Предметом исследования нейробиологии, которой я занимался в течение ряда лет, были эти системы и их работа. В мозгу нейроны передают сведения от одной клетки к другой, используя химические вещества, называемые нейротрансмиттерами, которые передаются через специализированные связи между нейронами — синапсы. Эти химические передатчики подходят только для определенного вида рецепторов на следующем нейроне, подобно тому, как только единственно «правильный» ключ соответствует замку на вашей входной двери.
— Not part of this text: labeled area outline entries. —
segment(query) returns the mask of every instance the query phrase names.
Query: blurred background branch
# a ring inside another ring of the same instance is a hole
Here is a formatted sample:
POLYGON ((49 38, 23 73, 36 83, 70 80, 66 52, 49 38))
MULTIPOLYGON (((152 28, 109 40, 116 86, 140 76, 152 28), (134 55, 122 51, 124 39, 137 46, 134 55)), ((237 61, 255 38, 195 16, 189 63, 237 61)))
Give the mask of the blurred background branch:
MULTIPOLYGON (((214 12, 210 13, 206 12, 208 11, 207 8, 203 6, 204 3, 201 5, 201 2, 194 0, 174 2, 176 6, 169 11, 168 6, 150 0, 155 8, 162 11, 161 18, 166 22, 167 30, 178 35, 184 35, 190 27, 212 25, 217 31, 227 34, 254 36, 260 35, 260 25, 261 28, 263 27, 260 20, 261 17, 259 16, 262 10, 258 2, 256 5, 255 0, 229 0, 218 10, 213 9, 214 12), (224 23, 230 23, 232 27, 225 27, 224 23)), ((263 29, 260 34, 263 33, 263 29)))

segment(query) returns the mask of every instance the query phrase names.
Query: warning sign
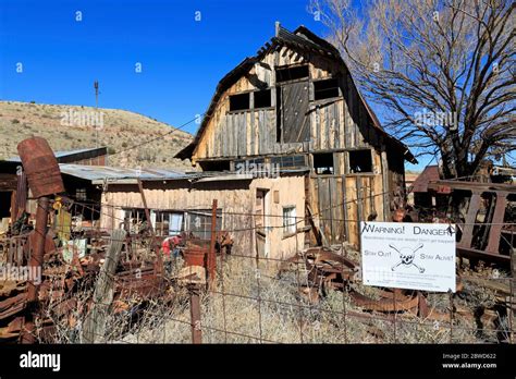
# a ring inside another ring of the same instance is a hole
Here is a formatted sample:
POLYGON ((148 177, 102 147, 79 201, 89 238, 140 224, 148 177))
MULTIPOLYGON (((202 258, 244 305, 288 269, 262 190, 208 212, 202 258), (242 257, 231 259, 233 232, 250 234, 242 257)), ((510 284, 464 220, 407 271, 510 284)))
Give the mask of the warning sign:
POLYGON ((360 222, 363 280, 378 285, 455 292, 455 225, 360 222))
Синаптические связи, поразительно сложные и в то же время элегантно простые, создают цепочки, передающие сигналы от нейрона к нейрону, что и является основой всех многочисленных функций мозга, включая мысль, чувство, движение и ощущение. И так же, по причине того, что передающим звеном в синапсах являются химические вещества, мозг подвержен воздействию наркотических веществ: подобно тому как дубликаты ключей подходят к замкам, двери нашего мозга, которые должны открываться с помощью того или иного нейротрансмиттера, открываются и закрываются, будучи одурачены похожим по строению наркотиком.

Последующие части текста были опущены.